Cinemorgue
This project all started because I watched the same actor die back-to-back in separate films and I wanted to know what the high scores would look like for the under-reported metric of "film deaths". I couldn't trust any of the conflicting click-bait articles I read online, and figured if anyone should be trusted, it's an obscure crowd sourced wiki called Cinemorgue.
Unfortunately, wikis are gererally just big text files that lack a way to find this kind of info natively. So in order to get to the bottom of this, I had to parse a wiki dump myself.

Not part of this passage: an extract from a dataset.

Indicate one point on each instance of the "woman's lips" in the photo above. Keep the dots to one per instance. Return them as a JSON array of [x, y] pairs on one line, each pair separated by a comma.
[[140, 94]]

Before I get into the semi-ironic gory details of manual entry text clean up, and partially because I wanted to doodle in Illustrator, I have a summary of the top 8 below!
Let's Get Into It
Fortunately, Cinemorgue the wiki containing the wealth of information we need has an xml export. It uses the mediawiki export format of 0.11 which is immensely helpful! There are a lot of wiki parser libraries out there, but being able to follow the exact structure will be much simpler.
import xml.etree.ElementTree as ET
NS = 'http://www.mediawiki.org/xml/export-0.11/'
def parse_wikimedia_xml(filepath):
tree = ET.parse(filepath)
root = tree.getroot()
data = []
for page in root.findall('{%s}page' % NS):
ns = page.find('{%s}ns' % NS).text
if ns != "0":
continue
title = page.find('{%s}title' % NS).text
revision = page.find('{%s}revision' % NS)
text = revision.find('{%s}text' % NS).text
data.append({'title': title, 'text': text})
df = pd.DataFrame(data)
return df
df = parse_wikimedia_xml('input/cinemorgue_pages_current.xml')
Doing so will generate the initial output below.
Section | Content |
---|---|
Main Page | Cinemorgue Wiki with navigation gallery containing Actor Index and Actress Index sections |
Redirect | Main Page redirects to Cinemorgue Wiki |
Marilyn Monroe | • Birth/Death: 1926 - 1962 • Notable as: First Playboy Playmate (December 1953) • Film Death: In "Niagara" (1953) as Rose Loomis - Strangled with white scarf by Joseph Cotton in bell tower• Notable Connections: Foster sister of Jody Lawrance, Ex-wife of Joe DiMaggio and Arthur Miller, Mistress of JFK, Ex-girlfriend of Jorge Guinile |
Page Structure
Laying some ground rules: we will only be looking for film deaths. TV Deaths include a lot of voice actors from animated shows which feels like cheating and ruins the spirt of finding out which actor put it all on the line.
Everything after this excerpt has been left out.